‘Happy is the reader who grasps the sorrow of this book as gravy for the meaty humour’ – The New Moscow Philosophy by Vyacheslav Pyetsukh trans. by Krystyna Anna Steiger

Before the pogroms and turbulence of Soviet Russia, the tenement buildings of Moscow were impressive, to say the least. Heavily fortified with guilt cornices, columns standing-guard at the entrances; each building was a lesson in defending ones honour through conspicuous wealth.

Happily, much of these architectural details have survived the years, albeit the majority require immediate restoration. The insides, however, have changed dramatically. Pre-revolution the reception rooms were a-buzz with a constant flow of people: the maids and cooks muscle-weary from their chores, the smells changing with each task – sometimes pleasant but often not – always the option, though, of retreating to privacy and solitude in the many upper rooms.

Such extravagance of space and industry is not an option in post-Soviet Russia.

Vyacheslav Pyetsukh makes the claustrophobic post-Soviet atmosphere quite literal, as several families now occupy the space where formerly there was one. To describe the families as vying for calm and space in the remodelled tenement would be a comical description – they fight and desperately argue each day over the most basic of necessities – yet, Pyetsukh makes it comical.

Each room contains a ‘family’; some families are made of a grandmother, daughter, husband and children. Another ‘family’ is a cranky old gentleman who cares for a store of pickling jars as if they were an expectant wife. He covers them with his mattress and counts them everyone morning and night.

Waking early doesn’t help ease the strain. Tenants find the communal latrine occupied by a precocious child pretending to read the newspaper. It doesn’t help that the child is asleep and the newspaper upside down, but they dare not disturb his morning ablutions.

Pyetsukh makes eye-watering poverty bearable. His characters and the scenes he sets are fundamentally enjoyable despite the circumstances, absurdity is common, and carefully developed throughout is an abundance of pathos and a care in showing lightness even during the darkest times.

It also helps that this is a murder mystery, in the campest, most delicious way.

Space is tight, disagreements are a daily occurrence, and added to this melting pot is the disappearance of the landlady – the catalyst that turns an otherwise argumentative bunch into suspected murderers. All are implicated in her vanishing as every tenant stands to gain from the ballot for her room.
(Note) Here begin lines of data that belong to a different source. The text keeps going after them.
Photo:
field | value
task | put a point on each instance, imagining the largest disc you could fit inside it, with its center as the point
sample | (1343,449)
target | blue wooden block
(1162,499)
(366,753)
Two protagonists – would-be Holmes and Watson, if not for the fact that they are also tenants – raise an eyebrow to the situation and attempt to unravel the mystery, out of boredom as much as anything else.
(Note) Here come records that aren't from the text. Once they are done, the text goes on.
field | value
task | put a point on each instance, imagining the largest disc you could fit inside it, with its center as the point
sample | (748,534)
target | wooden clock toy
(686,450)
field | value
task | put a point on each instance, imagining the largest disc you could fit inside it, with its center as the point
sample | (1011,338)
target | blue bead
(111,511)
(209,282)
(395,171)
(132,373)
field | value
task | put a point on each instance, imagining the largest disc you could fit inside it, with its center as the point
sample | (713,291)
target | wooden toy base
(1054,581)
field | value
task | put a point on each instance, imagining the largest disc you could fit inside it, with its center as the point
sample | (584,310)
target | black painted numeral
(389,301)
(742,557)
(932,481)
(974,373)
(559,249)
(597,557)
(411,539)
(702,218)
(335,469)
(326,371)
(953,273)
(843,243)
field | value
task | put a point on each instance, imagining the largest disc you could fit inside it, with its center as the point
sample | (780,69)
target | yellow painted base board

Their gallows-humour is verdant, helping Nikita Ivanovich Belotsvetov and Vasily Chinarikov to steal the show in this thin but by no means short book. Their dialogue is fiery and rapacious, as well as filled with the exegesis and experimentation you would expect from Russian writing.

The equivalent is an Agatha Christie novel where the room is filled with all the guests of a party and one of them must be the killer – plus they all have long names, big beards and say samovar a lot.
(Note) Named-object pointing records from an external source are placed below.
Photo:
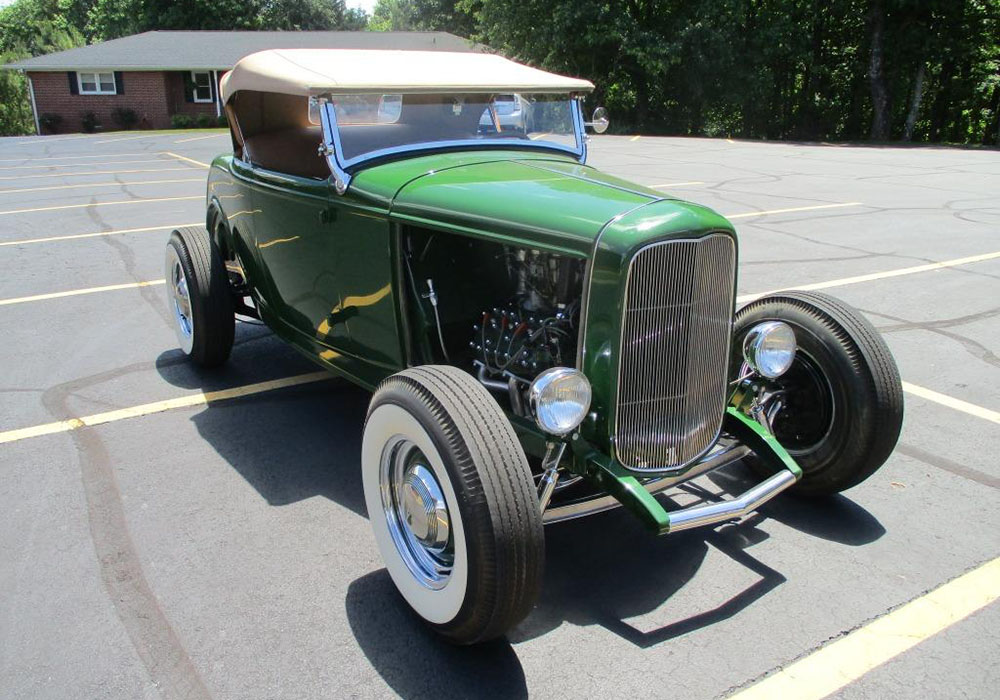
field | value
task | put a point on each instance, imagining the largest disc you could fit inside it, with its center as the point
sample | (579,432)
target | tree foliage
(802,69)
(921,70)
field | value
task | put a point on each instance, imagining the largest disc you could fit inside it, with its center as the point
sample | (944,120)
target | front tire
(842,399)
(452,503)
(198,297)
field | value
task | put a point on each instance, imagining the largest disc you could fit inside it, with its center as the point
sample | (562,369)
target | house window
(96,83)
(201,86)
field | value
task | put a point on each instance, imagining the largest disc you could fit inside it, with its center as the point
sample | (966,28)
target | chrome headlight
(560,399)
(769,348)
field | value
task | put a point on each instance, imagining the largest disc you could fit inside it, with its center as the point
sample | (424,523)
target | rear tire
(198,297)
(843,410)
(452,503)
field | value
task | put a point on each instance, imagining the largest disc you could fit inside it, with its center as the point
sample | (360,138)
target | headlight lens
(560,398)
(769,348)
Although the dialogue can be winding and the poverty feels anachronistic at times, there is as much to be said about Pyetsukh’s ingenuity as there was for Dostoyevsky’s in writing Crime and Punishment, on which Pyetsukh’s is loosely based.

Even without this comparison, there are dramatic parallels to be drawn between The New Moscow Philosophy and the great titles of Russian literature. His humour is traditional, but thrilling and foreboding in ways that Dostoyevsky and Gogol may have found difficult. A grain of wheat is a sorry affair, a child’s sticky hand is a weapon; such images are not naturally drawn but fall completely in synch with Pyetsukh’s scenarios.

Any Cop?: Happy is the reader who grasps the sorrow of this book as gravy for the meaty humour. With that recipe, Pyetsukh’s future popularity can be certified.